In einer Autobiografie beschreibt man im Allgemeinen die eigene Lebensgeschichte aus der Retrospektive. Im Gegensatz etwa zum Tagebuch, welches Ereignisse nahezu aktuell widerspiegelt. Ist Stefan Austs Zeitreise in diesem Sinn eine Autobiografie?
„Ich wollte eigentlich nicht meine Autobiographie schreiben, das war eigentlich nicht die Absicht", sagte Aust im Gespräch zur Buchvorstellung bei der Sendung DAS! des Norddeutschen Rundfunks. „Aber der Verlag wollte, dass das auf dem Cover draufsteht. Für mich sollte es nur heißen Zeitreise - Beobachtungen am Rande der Geschichte.“
Der Autor Aust lässt sich von einem Verlag den Titel vorschreiben, das soll man glauben? Einem Mann, der später auf über 600 Seiten von seiner Bedeutung und seiner Wirkmächtigkeit in der bundesdeutschen Medienlandschaft und Politik berichtet? Diese Geschichte klingt mehr nach einem typischen Aust. Stefan Aust hat es seit Beginn seiner Karriere bei der Zeitschrift konkret verstanden, Verwirrung zu stiften. Verwirrung, weil er sich nicht festlegen lassen wollte, oder konnte? konkret hat die Studentenbewegung und die außerparlamentarische Opposition, also die 68er proaktiv begleitet. Quasi als Chefredakteur von konkret war Stefan Aust Teil dieser Geschichte, aber auch wieder nicht, weil er bei Protesten und Demonstrationen nicht dabei war. Ulrike Meinhof, damals ebenso bei konkret, hat ihn deshalb als völlig unpolitisch bezeichnet. Unpolitisch in dem Sinn, dass er keine Stellung beziehen will.

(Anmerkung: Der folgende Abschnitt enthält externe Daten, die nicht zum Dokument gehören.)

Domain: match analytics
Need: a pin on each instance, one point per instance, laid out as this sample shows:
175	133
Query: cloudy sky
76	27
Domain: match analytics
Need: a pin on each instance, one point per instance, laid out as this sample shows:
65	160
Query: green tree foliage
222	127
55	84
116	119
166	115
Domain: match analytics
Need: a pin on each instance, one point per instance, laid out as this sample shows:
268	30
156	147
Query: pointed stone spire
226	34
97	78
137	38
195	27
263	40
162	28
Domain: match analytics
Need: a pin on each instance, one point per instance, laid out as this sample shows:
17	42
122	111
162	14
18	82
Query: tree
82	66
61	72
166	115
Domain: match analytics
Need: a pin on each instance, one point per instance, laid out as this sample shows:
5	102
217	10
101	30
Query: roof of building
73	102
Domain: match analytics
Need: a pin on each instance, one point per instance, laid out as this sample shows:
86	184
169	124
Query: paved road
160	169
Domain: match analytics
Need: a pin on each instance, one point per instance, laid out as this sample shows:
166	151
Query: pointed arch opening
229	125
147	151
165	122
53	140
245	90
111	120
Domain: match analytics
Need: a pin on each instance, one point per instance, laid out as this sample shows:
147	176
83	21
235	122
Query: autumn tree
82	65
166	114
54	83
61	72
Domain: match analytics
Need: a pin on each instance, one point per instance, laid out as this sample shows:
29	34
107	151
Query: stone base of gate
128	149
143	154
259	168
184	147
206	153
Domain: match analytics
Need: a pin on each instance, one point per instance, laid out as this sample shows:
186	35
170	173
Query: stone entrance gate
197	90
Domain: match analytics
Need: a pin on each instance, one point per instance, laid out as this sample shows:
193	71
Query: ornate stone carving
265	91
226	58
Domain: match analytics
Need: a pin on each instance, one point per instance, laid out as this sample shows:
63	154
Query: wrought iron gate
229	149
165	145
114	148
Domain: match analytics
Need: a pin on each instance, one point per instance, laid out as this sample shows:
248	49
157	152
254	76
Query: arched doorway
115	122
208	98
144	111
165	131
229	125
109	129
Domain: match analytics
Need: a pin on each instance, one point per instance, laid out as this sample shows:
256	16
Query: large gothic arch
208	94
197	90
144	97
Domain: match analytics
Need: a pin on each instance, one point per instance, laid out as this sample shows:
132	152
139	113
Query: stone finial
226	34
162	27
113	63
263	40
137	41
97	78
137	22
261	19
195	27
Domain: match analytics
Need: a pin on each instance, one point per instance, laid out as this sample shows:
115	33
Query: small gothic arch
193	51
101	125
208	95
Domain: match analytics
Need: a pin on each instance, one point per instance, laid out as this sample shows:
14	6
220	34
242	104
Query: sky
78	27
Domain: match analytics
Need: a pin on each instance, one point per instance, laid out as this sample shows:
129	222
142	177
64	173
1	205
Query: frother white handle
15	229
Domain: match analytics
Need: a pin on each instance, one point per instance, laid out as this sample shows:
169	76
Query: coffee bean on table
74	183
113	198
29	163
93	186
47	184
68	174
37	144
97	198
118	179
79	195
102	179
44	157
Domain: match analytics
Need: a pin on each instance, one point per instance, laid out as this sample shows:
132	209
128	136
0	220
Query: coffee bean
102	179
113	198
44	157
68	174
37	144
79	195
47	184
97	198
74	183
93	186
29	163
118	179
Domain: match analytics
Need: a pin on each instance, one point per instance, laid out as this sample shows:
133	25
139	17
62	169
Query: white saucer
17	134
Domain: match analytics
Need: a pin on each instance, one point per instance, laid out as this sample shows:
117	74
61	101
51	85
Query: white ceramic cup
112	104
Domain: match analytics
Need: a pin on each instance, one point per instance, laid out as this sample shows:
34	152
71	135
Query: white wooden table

Das Buch ist eine Sammlung von Geschichten, welche Stefan Aust während seiner journalistischen Tätigkeit begegnet sind. Der Autor plaudert sich durch 50 Jahre bundesdeutscher Geschichte. Der sachliche Berichtsstil lässt nicht das Gefühl einer Retrospektive aufkommen. Man wird das Gefühl nicht los, dass Aust die journalistischen Beiträge und filmischen Programme, welche er bei konkret, beim Spiegel, bei Spiegel TV und anderen Medien mit den jeweiligen Teams in 50 Jahren produziert hat, zwischen zwei Buchdeckel presst. Kein reflektiertes Erinnern also, sondern ein Zusammenstellen von vorhandenem Material. Auf Seite 464 beschreibt er diese Methode im Zusammenhang mit der Gründung eines neuen TV-Senders gemeinsam mit Alexander Kluge:
„Aber wir hatten Programmvorräte aus 10 Jahren Spiegel TV. Das war das wirkliche Investment in den Sender. Alles wurde noch einmal neu zusammengestellt, ausgeweitet und ergänzt.“
Die Identität zwischen Autor und Erzähler und Protagonisten, welche typisch ist für eine Autobiografie, geht bei diesem Zusammenstellen verloren. Der Mensch Aust, über den man was erfahren möchte, wird nicht sichtbar in den sachlichen Berichten über die RAF, die Spiegel-Affäre, den Agenten Maus, die NSU und vieles vieles mehr. Über sein privates Leben, sein privates Denken erfährt man wenig. Das Kennenlernen seiner Frau Katrin wird im gleichen sachlichen Stil geschildert wie ein Recherchereise nach Kaliningrad. Verblüfft reibt man sich nach 629 Seiten die Augen:
„Die Töchter Antonia und Emilie waren inzwischen erwachsen und selbstständig geworden, Antonia machte Filme wie Vater, und Emilie musste alles durchziehen, was ihr Vater nicht geschafft hatte, und das auch noch freiwillig: Pferde über hohe Hindernisse reiten, Jura studieren, und dann noch einen Flugschein machen. Katrin war inzwischen Beziehungstherapeutin…“
Wenig emphatisch wirkt das, nachdem Aust zuvor 600 Seiten scheinbar jedes Treffen mit Personen der Zeitgeschichte aus Politik, Wirtschaft und (Pferde-) Sport peinlich genau dokumentiert hat.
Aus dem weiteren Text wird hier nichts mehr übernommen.